Княгиня Шелешпанская с правнуком на зиму осталась в Паншине. Ксению с
мужем она отпустила в Москву, поручив им осмотреть ее пепелище у Патриарших
прудов и озаботиться возведением на нем нового дома. Снабженные деньгами из
доходов княгини, Тропинины прибыли в Москву в конце декабря и с трудом
добыли себе помещение из двух комнат у кого-то из знакомых в уцелевшем от
пожара домишке на Плющихе. Илья Борисович вскоре нашел подрядчиков,
заключил с ними условие и, хотя деньги сильно упали в цене - рубль ходил за
червертак, - занялся постройкой. Служба в сенате еще не начиналась.
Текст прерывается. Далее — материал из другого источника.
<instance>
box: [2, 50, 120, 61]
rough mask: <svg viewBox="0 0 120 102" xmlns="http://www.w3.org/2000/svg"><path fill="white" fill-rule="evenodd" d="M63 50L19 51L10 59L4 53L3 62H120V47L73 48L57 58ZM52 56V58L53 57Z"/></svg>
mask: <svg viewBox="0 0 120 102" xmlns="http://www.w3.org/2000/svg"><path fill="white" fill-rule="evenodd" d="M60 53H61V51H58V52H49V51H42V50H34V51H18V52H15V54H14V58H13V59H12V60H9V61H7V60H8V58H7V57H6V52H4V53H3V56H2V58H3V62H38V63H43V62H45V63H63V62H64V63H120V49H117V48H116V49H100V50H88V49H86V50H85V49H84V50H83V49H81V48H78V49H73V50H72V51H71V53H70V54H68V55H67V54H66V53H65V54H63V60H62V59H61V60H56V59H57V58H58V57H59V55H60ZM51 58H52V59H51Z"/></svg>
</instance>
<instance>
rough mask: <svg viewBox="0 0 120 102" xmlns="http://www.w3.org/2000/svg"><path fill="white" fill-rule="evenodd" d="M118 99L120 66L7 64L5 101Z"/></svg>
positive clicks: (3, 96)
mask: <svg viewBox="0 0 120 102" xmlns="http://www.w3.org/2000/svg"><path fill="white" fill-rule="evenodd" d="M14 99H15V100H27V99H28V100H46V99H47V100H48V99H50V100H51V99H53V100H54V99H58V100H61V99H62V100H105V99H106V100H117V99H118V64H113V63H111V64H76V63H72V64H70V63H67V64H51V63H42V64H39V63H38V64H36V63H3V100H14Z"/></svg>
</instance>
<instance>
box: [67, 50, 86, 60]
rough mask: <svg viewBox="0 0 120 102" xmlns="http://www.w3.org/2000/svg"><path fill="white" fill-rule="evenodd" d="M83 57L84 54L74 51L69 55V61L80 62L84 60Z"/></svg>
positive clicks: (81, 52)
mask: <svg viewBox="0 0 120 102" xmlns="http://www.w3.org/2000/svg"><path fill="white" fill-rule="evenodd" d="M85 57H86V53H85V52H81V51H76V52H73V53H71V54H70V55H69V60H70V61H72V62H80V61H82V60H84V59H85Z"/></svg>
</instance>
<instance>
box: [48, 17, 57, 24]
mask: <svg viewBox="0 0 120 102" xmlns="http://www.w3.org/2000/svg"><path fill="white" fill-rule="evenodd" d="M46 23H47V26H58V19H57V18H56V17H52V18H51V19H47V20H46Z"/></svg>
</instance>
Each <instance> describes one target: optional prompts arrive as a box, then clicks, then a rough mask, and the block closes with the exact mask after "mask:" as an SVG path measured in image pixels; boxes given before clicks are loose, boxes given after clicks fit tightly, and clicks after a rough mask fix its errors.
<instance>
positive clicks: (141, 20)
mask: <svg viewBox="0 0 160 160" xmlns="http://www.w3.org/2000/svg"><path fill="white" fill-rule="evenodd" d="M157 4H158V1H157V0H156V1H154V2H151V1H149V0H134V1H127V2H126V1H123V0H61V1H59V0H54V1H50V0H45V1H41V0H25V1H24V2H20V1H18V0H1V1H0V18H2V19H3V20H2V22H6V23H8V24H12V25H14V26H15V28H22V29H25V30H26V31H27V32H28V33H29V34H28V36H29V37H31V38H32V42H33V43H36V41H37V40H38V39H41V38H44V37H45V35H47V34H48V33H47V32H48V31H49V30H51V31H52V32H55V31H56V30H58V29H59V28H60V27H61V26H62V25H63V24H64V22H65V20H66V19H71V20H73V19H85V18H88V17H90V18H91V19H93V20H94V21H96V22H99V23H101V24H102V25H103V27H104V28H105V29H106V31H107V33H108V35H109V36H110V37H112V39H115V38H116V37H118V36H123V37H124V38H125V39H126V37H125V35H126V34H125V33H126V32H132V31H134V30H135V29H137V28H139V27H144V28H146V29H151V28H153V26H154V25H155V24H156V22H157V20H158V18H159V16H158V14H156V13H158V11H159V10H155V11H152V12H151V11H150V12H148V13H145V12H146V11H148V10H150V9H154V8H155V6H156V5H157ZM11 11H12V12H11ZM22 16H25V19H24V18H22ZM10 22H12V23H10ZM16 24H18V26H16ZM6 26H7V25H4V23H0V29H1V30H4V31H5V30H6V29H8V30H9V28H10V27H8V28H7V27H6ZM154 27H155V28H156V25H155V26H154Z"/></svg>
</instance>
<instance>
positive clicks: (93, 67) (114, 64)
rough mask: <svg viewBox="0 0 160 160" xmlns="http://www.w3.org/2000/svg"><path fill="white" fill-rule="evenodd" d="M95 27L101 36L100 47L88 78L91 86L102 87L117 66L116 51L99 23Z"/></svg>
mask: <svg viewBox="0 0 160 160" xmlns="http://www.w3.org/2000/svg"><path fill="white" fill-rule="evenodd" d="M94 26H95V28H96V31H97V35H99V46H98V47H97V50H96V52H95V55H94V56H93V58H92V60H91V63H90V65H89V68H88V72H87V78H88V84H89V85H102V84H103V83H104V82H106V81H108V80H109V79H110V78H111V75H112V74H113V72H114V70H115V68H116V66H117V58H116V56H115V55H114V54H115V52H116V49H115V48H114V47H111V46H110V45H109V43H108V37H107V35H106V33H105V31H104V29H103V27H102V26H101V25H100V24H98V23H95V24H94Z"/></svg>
Съехавшиеся чиновники приводили в порядок дела, выброшенные французами из
сенатских зданий и уцелевшие от костров. Стали снова выходить в свет
восстановленные из-под пепла "Московские ведомости"; возвратились в Москву
граф Растопчин и патриот-журналист Сергей Глинка, и снова появились среди
москвичей разные жуиры, карточные игроки, аферисты, трактирные кутилы и
покровители клубов и цыганок. На письма Тропининых к знакомым, служившим в
армии и в штабе Кутузова, благополучна ли и где находится Аврора, ответов
не получалось, так как русские войска вскоре миновали границу и, вслед за
французами, вступили в Германию. Государь, по слухам, выехал в Вильну, день
в день через полгода после своего выезда из нее при занятии ее французами.
О Перовском долго не было никаких положительных сведений. Возвратившийся
Растопчин утешил наконец Илью известием, что министр народного просвещения,
граф Алексей Кириллович Разумовский, каким-то путем, через Англию, вошел в
переписку с Талейраном и надеялся вскоре получить точные справки о
задержанном в плену адъютанте Милорадовича, Василии Перовском. Растопчин
отрекался тогда, в виду свежего пепелища, от сожжения Москвы, затевая
статью: "Правда о Московском пожаре", которую остряки называли потом
"Неправдою...", и пр.
В начале весны 1813 года Тропинин получил от одного из смоленских
знакомых письмо, в котором тот извещал его, что недавно был в Рославле и
узнал, что в окрестностях этого города, у помещицы Микешиной, проживает
спасенный ею от партизанского костра пленный, Шарль Богез, известный
москвичам под фамилией эмигранта Жерамба. В благодарность своей
спасительнице он, когда-то учившийся в Италии живописи, хотя и с
отмороженными ногами и в чахотке, нарисовал масляными красками портрет ее
мужа, бежавшего из плена в Смоленске незадолго до вторичного вступления
туда Наполеона. По словам Жерамба, он видел Перовского в Москве, в день
вступления туда французов, но о дальнейшей его судьбе ничего не знал.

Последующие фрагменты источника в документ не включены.